Coppola, que se mudou para Nova York há algum tempo, observa a cidade com carinho, da mesma forma que olhava os subúrbios em Virgens Suicidas, ou Tóquio, em Encontros e Desencontros. Inegavelmente, há aqui algo de filmes antigos de Woody Allen, mas a sensibilidade e o humor da diretora são de outro tipo. É sempre uma comédia melancólica, comedida e marcada mais por diálogos quase casuais do que aqueles ácidos do diretor de Noivo neurótico, noiva nervosa.
 
Murray interpreta Felix, dono de galeria de arte rico e aposentado, que vez ou outra negocia algum quadro. Enquanto está de passagem pela cidade, visita a filha e a encontra numa crise matrimonial. Laura acredita, por motivos um tanto tolos, que seu marido a trai. Dean (Marlon Wayans) e ela levam uma vida tranquila, num apartamento grande no Soho, com duas filhas pequenas lindas e adoráveis. Mas pequenos indícios colocam dúvidas na cabeça de Laura: estaria o marido tendo um caso com a assistente?
 
Felix, que nunca foi totalmente simpático ao genro, alimenta a dúvida sobre a fidelidade dele e sugere à filha que comecem a segui-lo. Assim, On the rocks torna-se quase como um filme de detetive combinado com uma crise existencial da protagonista, que, entre outros problemas, enfrenta um bloqueio criativo para escrever um romance pelo qual já foi paga.
 
A situação toda gera momentos de humor pela falta de habilidade da dupla na tarefa de investigar Dean.

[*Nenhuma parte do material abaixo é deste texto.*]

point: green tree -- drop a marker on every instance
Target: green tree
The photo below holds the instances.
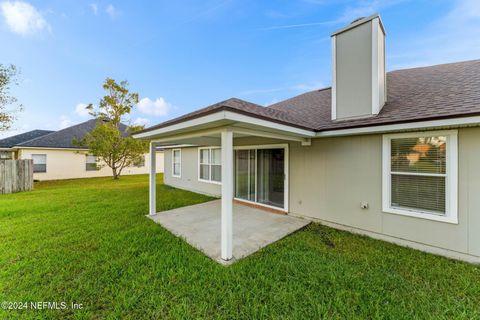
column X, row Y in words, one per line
column 8, row 77
column 111, row 141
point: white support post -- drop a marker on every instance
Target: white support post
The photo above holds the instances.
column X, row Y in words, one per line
column 153, row 179
column 227, row 195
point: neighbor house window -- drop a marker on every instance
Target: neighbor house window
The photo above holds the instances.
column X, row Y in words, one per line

Mas há outras situações inspiradíssimas, quando, por exemplo, sempre que Laura leva uma filha à escola precisa escutar as lamúrias de uma mãe (Jenny Slate) que está tendo um caso, e conta mais detalhes do que a protagonista mereceria ouvir.
 
Coppola tem um olhar apurado para as diferenças dos gêneros sexuais e as gerações. A visão de mundo sexista de Felix – para quem os homens não conseguem ser monogâmicos – deve, ou, ao menos, deveria estar ultrapassada na geração da sua filha, mas ela se deixa levar, e cai na conversa do pai. Há outras nuances, no entanto, que conferem complexidades às personagens. Felix não é de todo machista, sua educação informal às netas também as deve preparar para um mundo onde as mulheres têm mais liberdades.
 
As inseguranças de Laura em relação ao seu casamento estão, de certa forma, ligadas à sua relação com o pai, cuja separação abalou a família e causou mal à mãe dela. Dessa forma, nada mais compreensível e simbólico do que as dúvidas dela em relação ao casamento também a ajudem a resolver suas questões pendentes com Felix. Nesse sentido, On the rocks pode ser visto como uma comédia “romântica” de um tipo de amor entre pai e filha, e não marido e mulher. A crise do casamento aqui se torna mais uma desculpa narrativa do que qualquer outra coisa, levando os dois a passarem mais tempo juntos e estreitarem os laços. Coppola, novamente, toma um gênero conhecido, e sutil e sagazmente o subverte a seu modo.